Quedará muy bien en las bodas, porque habrá tres posibilidades.

Quedará muy bien en las bodas, porque habrá tres posibilidades. La primera es que en el altar haya una pantalla de plasma, donde se aparecerá el sacerdote, que bendecirá la unión desde el lugar en que se encuentre, a cien o a 10.000 kilómetros de distancia.
La segunda, es que quienes aparezcan en la pantalla de plasma sean los novios, mientras el sacerdote se encuentra en la capilla de manera personal.
Y la tercera, la más surrealista, es que los invitados acudan al templo, y en la pantalla aparezcan el oficiante y los novios, pero cada uno en un lugar distinto.
Desde luego, cabe la posibilidad de que sean los invitados los que aparezcan en la pantalla del altar en una iglesia vacía, pero excúsenme, porque no poseo la potente imaginación del prófugo Puigdemont.
Las procesiones y desfiles podrán llevarse a cabo en lugares lejanos de la ciudad, mientras el centro se llena de pantallas, con lo que es posible que perdamos un cierto sentido de la realidad, pero no habrá cortes de tráfico.
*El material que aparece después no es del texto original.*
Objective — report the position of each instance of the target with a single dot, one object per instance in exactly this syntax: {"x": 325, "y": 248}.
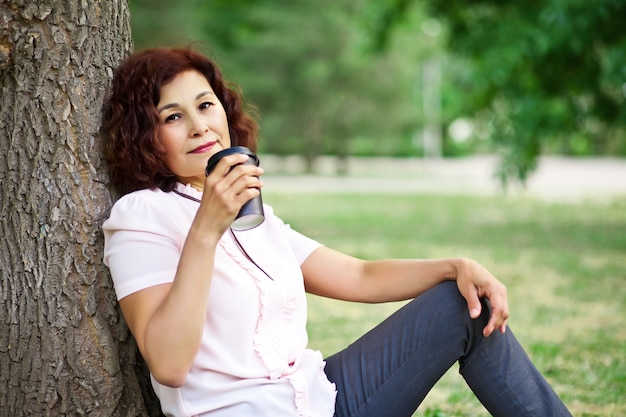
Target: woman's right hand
{"x": 226, "y": 189}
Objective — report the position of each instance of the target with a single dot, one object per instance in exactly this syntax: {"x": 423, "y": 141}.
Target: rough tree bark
{"x": 64, "y": 349}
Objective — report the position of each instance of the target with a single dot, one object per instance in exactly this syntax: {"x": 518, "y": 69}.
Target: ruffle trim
{"x": 273, "y": 335}
{"x": 315, "y": 394}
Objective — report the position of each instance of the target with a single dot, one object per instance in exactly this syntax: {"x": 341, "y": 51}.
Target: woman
{"x": 219, "y": 316}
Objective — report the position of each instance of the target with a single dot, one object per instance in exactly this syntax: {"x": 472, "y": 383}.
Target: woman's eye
{"x": 172, "y": 117}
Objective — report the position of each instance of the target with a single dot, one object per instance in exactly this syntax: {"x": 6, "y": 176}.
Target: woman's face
{"x": 192, "y": 125}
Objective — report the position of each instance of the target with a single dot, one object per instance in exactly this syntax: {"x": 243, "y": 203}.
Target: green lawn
{"x": 564, "y": 266}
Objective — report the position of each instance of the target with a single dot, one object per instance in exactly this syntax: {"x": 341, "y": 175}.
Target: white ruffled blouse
{"x": 253, "y": 359}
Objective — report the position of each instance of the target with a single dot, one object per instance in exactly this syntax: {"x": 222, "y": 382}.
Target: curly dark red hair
{"x": 130, "y": 120}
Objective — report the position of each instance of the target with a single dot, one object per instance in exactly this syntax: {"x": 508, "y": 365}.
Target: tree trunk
{"x": 64, "y": 348}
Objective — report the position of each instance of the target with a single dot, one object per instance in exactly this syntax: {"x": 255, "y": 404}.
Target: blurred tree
{"x": 542, "y": 75}
{"x": 307, "y": 67}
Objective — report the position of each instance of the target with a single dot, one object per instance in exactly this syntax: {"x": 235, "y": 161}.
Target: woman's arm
{"x": 167, "y": 320}
{"x": 332, "y": 274}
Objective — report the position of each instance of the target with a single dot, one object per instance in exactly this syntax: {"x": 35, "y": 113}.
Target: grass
{"x": 564, "y": 266}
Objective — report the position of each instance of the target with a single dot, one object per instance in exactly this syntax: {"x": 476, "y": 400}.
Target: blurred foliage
{"x": 308, "y": 66}
{"x": 541, "y": 75}
{"x": 344, "y": 77}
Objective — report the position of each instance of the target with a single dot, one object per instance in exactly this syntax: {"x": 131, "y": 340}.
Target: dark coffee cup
{"x": 251, "y": 214}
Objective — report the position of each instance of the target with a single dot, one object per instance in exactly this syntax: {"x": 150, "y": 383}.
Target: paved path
{"x": 558, "y": 179}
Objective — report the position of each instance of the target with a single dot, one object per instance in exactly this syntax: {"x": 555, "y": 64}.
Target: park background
{"x": 490, "y": 129}
{"x": 487, "y": 129}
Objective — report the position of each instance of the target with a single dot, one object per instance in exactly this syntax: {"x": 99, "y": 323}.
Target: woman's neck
{"x": 195, "y": 182}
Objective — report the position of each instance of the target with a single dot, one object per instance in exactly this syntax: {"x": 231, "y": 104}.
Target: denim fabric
{"x": 389, "y": 371}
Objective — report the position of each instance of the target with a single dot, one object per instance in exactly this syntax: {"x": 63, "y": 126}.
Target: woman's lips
{"x": 203, "y": 148}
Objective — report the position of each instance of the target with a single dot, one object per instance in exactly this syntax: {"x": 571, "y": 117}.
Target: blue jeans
{"x": 389, "y": 371}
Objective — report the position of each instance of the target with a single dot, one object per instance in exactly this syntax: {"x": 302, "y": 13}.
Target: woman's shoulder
{"x": 141, "y": 206}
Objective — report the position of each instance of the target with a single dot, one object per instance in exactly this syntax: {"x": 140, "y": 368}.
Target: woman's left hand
{"x": 474, "y": 282}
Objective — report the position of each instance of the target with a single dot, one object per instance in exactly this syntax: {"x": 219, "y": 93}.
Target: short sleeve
{"x": 142, "y": 242}
{"x": 301, "y": 245}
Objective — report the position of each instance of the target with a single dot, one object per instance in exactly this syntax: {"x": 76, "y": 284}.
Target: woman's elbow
{"x": 168, "y": 376}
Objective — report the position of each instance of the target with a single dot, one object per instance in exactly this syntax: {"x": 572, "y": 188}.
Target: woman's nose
{"x": 198, "y": 126}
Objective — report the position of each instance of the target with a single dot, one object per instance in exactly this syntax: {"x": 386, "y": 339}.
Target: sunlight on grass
{"x": 564, "y": 266}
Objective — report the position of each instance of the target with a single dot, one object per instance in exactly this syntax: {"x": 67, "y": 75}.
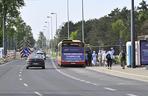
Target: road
{"x": 15, "y": 80}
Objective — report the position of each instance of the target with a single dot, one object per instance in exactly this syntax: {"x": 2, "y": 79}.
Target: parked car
{"x": 35, "y": 60}
{"x": 42, "y": 53}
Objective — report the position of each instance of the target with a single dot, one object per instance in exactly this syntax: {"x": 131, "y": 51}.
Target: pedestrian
{"x": 109, "y": 57}
{"x": 104, "y": 58}
{"x": 100, "y": 57}
{"x": 94, "y": 58}
{"x": 122, "y": 57}
{"x": 89, "y": 58}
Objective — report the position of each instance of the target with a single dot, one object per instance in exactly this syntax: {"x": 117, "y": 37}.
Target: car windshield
{"x": 73, "y": 47}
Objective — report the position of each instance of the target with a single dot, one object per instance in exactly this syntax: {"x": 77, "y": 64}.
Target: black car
{"x": 35, "y": 60}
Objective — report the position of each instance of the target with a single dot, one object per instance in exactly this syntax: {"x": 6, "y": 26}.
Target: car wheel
{"x": 43, "y": 67}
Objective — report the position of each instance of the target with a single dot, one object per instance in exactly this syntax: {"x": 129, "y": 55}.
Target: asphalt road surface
{"x": 16, "y": 80}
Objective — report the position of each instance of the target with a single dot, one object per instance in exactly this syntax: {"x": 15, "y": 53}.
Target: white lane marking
{"x": 25, "y": 84}
{"x": 37, "y": 93}
{"x": 131, "y": 95}
{"x": 110, "y": 89}
{"x": 72, "y": 77}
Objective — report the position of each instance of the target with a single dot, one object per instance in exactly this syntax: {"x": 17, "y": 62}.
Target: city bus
{"x": 71, "y": 52}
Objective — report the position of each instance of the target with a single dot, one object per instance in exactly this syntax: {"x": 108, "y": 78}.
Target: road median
{"x": 136, "y": 73}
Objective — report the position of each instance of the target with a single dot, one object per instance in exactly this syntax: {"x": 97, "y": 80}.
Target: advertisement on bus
{"x": 144, "y": 52}
{"x": 73, "y": 54}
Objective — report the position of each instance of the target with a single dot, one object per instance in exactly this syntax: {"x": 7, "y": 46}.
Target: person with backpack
{"x": 122, "y": 56}
{"x": 109, "y": 58}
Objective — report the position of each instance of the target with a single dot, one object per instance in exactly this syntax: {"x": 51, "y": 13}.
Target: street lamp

Incluyo el Día del Oergullo Gay, cuyos fastos podrían tener lugar en la Casa de Campo, mientras en Madrid lo contemplamos en una pantalla, colocada en la Puerta de Alcalá.
Los jueces, tan renuentes a las declaraciones telemáticas, tendrán que someterse a esta nueva imposición catalana, y no habrá testigo, imputado, reo, abogado de la acusación o de la defensa, que no pueda declarar o intervenir desde su casa o desde su despacho.
Comenzando por los exámenes orales y llegando a las operaciones de apendicitis, entre la imagen virtual y la robótica no creo que haya impedimento para que uno apruebe Derecho Romano, o extirpe la inflamación del apéndice, desde su domicilio.
Ya algunas parejas de ejecutivos, de esas que viajan mucho, se ven más a través del móvil y del ordenador que físicamente. Y la fertilización puede llevarse a cabo, sin que medie placer alguno. Esto último, el placer, puede que sea lo único que requiera el requisito presencial, el matiz residual que nos recuerde nuestro origen primitivo. El resto, o sea, casi todo, va a ser virtual. Y lo tendremos que agradecer a ese gran pionero llamado El Prófugo, cuya estatua en Bruselas ya están estudiando.